= Domnall Ilchelgach =

High King of Ireland

Domnall mac Muirchertaig (died c. 566), called Domnall Ilchelgach (Domnall of the Many Deceits) and Domnall mac Maic Ercae, was said to be a High King of Ireland.

Domnall was a son of Muirchertach mac Muiredaig, and belonged to that part the northern branch of the Uí Néill—the kindred name is probably anachronistic in his time and dates from perhaps a generation later—which would later be known as the Cenél nEógain. Together with his brother Forggus, and perhaps also their kinsman Ainmuire mac Sétnai, he is said to have been High King following the death of Diarmait mac Cerbaill, whose enemy they had been.
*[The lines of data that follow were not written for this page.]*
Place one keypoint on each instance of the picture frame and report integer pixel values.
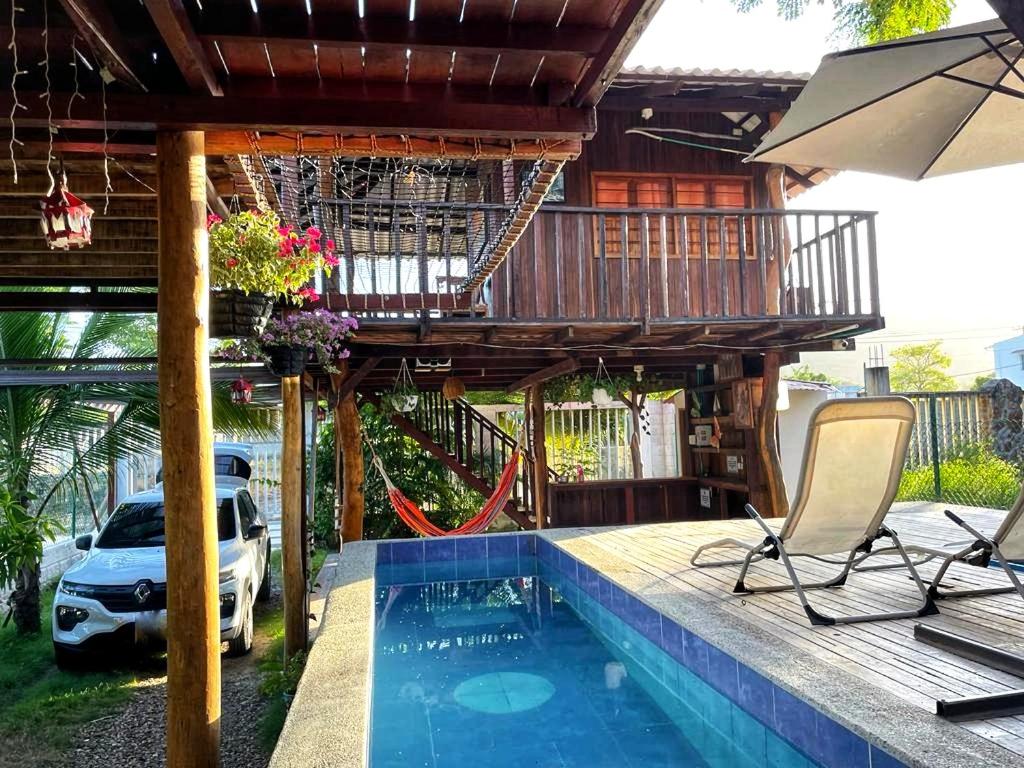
(742, 404)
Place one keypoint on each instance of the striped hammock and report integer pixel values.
(413, 516)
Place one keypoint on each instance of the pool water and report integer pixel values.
(504, 672)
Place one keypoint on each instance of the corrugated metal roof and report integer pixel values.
(697, 74)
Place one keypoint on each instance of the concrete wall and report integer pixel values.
(1009, 359)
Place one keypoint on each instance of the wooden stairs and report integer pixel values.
(471, 445)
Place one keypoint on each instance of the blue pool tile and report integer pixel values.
(471, 548)
(502, 546)
(438, 549)
(407, 552)
(755, 694)
(722, 672)
(795, 720)
(837, 747)
(672, 639)
(882, 759)
(695, 653)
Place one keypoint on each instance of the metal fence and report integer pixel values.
(950, 458)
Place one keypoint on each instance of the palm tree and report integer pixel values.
(48, 434)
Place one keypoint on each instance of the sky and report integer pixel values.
(949, 256)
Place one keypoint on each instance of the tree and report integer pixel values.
(871, 20)
(805, 373)
(921, 368)
(48, 434)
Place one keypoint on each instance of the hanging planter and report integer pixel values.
(286, 359)
(453, 388)
(600, 395)
(254, 261)
(67, 220)
(242, 391)
(403, 396)
(237, 314)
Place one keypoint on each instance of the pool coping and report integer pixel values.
(328, 724)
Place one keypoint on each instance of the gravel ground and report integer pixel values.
(135, 737)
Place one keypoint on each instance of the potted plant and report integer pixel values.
(403, 396)
(254, 261)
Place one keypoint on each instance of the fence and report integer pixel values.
(950, 457)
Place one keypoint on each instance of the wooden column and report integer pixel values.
(536, 398)
(349, 436)
(296, 624)
(186, 430)
(775, 504)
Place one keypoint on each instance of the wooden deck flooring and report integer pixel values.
(882, 653)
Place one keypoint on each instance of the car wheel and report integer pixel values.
(243, 642)
(264, 586)
(66, 659)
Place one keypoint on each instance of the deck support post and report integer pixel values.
(296, 622)
(348, 451)
(186, 426)
(774, 503)
(536, 400)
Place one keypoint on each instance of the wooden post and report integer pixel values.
(536, 397)
(776, 504)
(186, 428)
(296, 624)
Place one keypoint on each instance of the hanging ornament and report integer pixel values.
(242, 391)
(67, 220)
(453, 388)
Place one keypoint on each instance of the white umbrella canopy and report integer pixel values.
(921, 107)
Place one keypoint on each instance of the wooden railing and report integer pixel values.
(596, 263)
(473, 441)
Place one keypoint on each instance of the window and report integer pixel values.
(643, 190)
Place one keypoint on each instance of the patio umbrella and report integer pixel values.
(915, 108)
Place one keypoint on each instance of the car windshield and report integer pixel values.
(141, 524)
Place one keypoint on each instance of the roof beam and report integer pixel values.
(561, 368)
(95, 23)
(345, 31)
(633, 18)
(290, 113)
(174, 27)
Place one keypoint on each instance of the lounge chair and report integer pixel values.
(852, 464)
(1007, 545)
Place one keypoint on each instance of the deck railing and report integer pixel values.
(681, 263)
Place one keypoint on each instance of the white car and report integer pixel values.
(117, 594)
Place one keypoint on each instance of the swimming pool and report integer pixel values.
(497, 650)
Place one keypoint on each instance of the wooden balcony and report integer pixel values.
(686, 264)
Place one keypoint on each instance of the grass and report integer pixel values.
(271, 625)
(42, 706)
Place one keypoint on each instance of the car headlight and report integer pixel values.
(69, 616)
(78, 590)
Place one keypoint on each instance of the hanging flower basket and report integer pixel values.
(286, 359)
(236, 314)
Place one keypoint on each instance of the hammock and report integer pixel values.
(414, 517)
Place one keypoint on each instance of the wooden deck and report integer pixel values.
(882, 653)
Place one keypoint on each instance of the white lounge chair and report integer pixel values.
(852, 464)
(1007, 545)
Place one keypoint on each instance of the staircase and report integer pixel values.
(472, 446)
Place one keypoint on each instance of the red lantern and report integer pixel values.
(242, 391)
(66, 219)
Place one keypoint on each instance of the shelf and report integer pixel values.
(722, 482)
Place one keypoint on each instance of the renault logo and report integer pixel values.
(142, 592)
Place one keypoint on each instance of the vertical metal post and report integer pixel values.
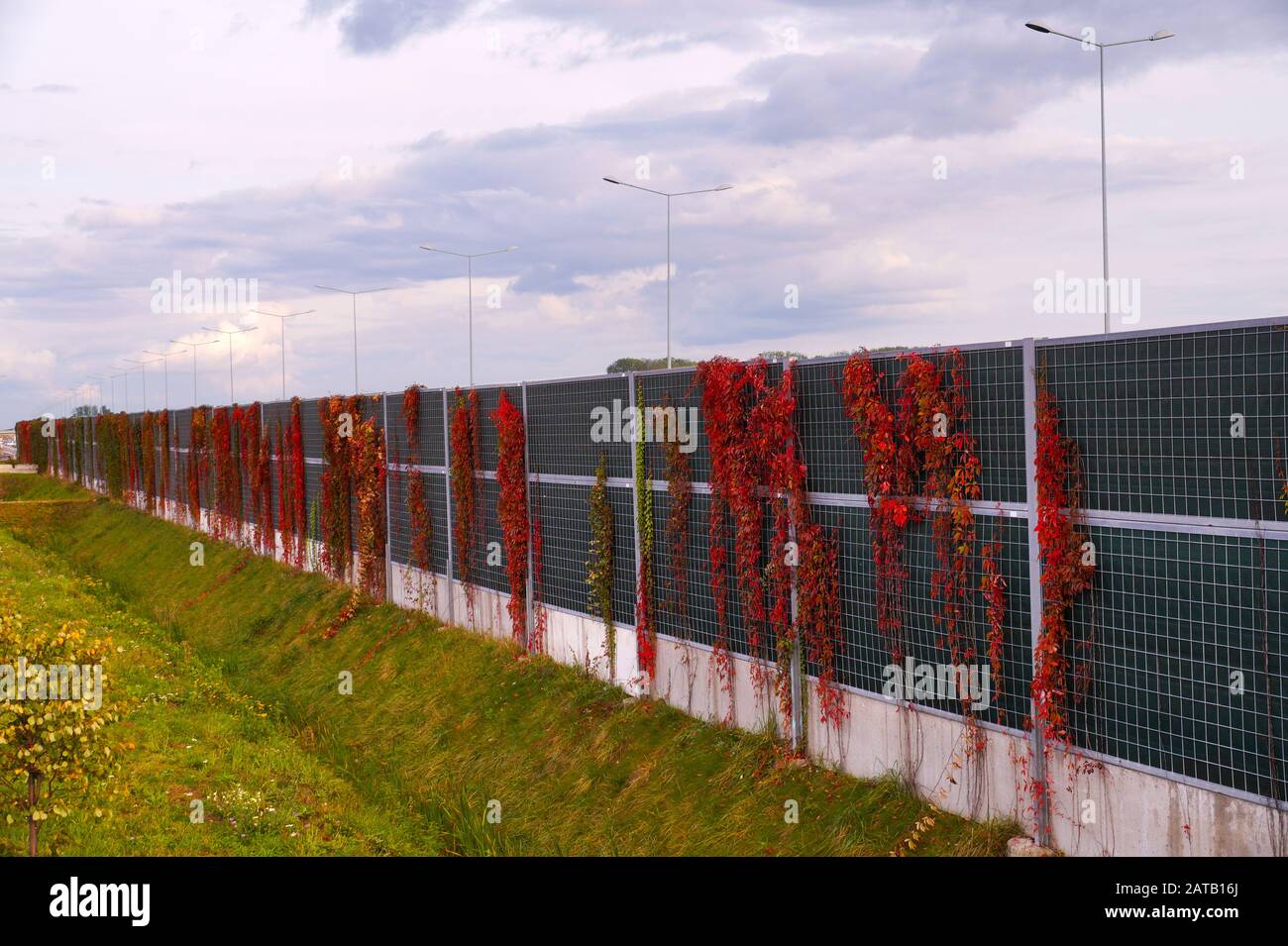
(389, 503)
(798, 721)
(447, 480)
(635, 497)
(527, 493)
(1035, 605)
(469, 262)
(669, 280)
(1104, 190)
The beginning of their reign is conventionally dated to c. 565, based on the testimony of the Annals of Ulster, but recent studies have suggested that this is several years too late and that the dates in the Annals of Tigernach are more reliable in this period.
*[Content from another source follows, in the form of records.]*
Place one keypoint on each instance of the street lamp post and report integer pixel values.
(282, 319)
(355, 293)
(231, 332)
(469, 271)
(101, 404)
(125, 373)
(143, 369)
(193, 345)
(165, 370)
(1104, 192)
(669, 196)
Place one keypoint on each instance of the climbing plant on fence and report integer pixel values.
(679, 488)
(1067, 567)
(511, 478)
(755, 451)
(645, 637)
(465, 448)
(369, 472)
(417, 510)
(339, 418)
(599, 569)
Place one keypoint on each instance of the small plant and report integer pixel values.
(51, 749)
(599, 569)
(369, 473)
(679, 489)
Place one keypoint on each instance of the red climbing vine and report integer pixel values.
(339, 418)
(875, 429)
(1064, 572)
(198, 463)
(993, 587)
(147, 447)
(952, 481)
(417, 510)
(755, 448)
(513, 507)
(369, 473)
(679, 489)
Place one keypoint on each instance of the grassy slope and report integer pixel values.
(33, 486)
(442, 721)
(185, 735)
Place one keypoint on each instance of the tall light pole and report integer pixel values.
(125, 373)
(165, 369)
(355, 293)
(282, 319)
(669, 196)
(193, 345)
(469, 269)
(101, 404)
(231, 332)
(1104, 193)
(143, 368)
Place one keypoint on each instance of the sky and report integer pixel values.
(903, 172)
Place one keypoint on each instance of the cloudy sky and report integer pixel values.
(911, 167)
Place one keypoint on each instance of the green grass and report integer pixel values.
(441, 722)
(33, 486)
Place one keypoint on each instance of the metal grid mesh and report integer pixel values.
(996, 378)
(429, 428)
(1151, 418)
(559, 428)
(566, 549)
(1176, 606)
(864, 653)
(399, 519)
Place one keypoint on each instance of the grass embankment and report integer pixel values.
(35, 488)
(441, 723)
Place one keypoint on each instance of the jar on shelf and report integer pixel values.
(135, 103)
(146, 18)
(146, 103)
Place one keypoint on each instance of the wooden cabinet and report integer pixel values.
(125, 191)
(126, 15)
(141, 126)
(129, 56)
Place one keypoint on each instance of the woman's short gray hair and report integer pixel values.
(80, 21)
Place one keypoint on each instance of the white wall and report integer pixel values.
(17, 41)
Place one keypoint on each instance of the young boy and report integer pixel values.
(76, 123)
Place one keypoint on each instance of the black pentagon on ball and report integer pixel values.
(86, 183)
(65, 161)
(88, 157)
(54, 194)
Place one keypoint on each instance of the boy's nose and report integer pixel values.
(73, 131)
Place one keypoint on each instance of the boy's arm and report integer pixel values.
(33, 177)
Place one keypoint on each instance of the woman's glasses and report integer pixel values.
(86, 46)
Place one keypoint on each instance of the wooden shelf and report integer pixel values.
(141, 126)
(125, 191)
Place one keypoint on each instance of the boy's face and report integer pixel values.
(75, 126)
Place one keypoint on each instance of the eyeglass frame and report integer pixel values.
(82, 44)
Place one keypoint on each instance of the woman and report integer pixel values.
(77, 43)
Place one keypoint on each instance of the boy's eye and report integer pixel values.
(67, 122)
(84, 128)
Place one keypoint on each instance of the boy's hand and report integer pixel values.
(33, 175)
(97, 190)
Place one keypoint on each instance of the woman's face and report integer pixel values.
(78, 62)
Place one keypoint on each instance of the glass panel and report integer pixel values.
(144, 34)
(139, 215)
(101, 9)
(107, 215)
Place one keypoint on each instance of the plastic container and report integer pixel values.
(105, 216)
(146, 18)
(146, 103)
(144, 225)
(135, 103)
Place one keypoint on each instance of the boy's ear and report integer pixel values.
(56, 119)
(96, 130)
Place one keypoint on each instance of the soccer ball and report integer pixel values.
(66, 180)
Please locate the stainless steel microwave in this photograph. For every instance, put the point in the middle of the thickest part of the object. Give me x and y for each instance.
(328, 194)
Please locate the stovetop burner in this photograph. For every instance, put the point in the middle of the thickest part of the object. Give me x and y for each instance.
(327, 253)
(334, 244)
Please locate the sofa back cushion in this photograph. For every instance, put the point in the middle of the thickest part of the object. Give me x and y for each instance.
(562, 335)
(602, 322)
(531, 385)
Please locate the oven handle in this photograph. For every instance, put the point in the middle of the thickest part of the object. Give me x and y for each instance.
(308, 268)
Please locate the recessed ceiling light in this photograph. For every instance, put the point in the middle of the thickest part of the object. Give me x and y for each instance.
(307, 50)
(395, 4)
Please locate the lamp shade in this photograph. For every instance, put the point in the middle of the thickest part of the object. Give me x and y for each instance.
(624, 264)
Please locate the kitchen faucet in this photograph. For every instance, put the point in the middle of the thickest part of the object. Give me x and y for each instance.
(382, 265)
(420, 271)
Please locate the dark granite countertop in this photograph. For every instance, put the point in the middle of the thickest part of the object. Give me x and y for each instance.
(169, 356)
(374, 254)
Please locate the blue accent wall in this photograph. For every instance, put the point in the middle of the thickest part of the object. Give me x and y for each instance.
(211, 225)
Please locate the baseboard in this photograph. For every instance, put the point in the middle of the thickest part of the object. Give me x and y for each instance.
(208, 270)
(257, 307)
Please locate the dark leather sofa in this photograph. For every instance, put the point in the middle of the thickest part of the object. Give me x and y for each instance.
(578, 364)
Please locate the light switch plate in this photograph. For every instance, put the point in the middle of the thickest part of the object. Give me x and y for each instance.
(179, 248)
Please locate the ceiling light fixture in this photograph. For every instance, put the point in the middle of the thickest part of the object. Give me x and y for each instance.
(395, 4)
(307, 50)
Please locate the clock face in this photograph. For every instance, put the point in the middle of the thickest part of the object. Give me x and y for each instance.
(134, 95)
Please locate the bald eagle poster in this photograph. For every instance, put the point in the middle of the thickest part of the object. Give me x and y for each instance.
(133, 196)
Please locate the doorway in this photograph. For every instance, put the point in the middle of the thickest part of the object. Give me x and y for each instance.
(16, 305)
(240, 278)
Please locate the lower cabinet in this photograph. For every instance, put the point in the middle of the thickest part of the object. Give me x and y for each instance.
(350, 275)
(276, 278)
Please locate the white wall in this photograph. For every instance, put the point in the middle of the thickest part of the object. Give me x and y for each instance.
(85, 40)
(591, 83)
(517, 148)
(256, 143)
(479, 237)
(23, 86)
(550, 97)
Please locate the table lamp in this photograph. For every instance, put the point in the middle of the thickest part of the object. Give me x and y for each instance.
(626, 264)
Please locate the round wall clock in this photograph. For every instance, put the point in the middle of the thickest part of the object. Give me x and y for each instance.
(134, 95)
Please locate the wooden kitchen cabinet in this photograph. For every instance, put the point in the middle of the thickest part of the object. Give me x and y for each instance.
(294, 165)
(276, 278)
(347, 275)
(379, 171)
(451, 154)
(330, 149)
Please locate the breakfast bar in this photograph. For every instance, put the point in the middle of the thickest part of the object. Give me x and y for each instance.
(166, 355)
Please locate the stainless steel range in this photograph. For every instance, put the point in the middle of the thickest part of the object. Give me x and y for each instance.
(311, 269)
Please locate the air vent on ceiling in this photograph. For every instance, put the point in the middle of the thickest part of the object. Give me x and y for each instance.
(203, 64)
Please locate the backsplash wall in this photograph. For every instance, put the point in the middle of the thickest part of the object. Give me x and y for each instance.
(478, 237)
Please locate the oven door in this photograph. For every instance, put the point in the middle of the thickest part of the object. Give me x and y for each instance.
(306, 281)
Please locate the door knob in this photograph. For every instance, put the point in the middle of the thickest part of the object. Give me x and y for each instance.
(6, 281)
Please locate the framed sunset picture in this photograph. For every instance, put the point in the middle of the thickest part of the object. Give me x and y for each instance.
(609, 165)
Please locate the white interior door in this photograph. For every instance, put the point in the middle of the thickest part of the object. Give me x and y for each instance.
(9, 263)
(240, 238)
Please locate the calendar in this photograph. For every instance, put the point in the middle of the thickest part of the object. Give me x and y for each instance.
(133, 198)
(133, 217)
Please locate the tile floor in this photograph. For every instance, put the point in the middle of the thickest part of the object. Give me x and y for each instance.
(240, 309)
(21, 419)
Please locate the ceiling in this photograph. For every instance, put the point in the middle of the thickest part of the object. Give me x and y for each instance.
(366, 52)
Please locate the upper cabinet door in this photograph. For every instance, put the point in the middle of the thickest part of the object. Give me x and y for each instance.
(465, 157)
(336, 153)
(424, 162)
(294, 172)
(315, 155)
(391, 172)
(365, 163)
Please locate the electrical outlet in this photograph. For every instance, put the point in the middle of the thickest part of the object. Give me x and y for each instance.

Domnall, Forggus and Ainmuire, perhaps with the aid of Áed mac Echach, King of Connacht defeated Diarmait mac Cerbaill at the Battle of Cúl Dreimhne in the early 560s, but Diarmait retained his hold on power. His authority may have been strengthened by the decisive defeat which Domnall, Forggus and their allies inflicted on the cruithne of Ulster at the battle of Móin Daire Lothair in the year following Cúl Dreimne. Domnall and Forggus are thought to have been recognised as Diarmait's successors after Cúl Dreimne. Their joint reign was short, a battle in the lands of the River Liffey in Leinster being recorded shortly before Domnall's death in about 566.

Domnall's sons Eochaid and Áed Uaridnach were reckoned High Kings and the great majority of Cenél nEógain kings counted as High Kings of Ireland were his descendants.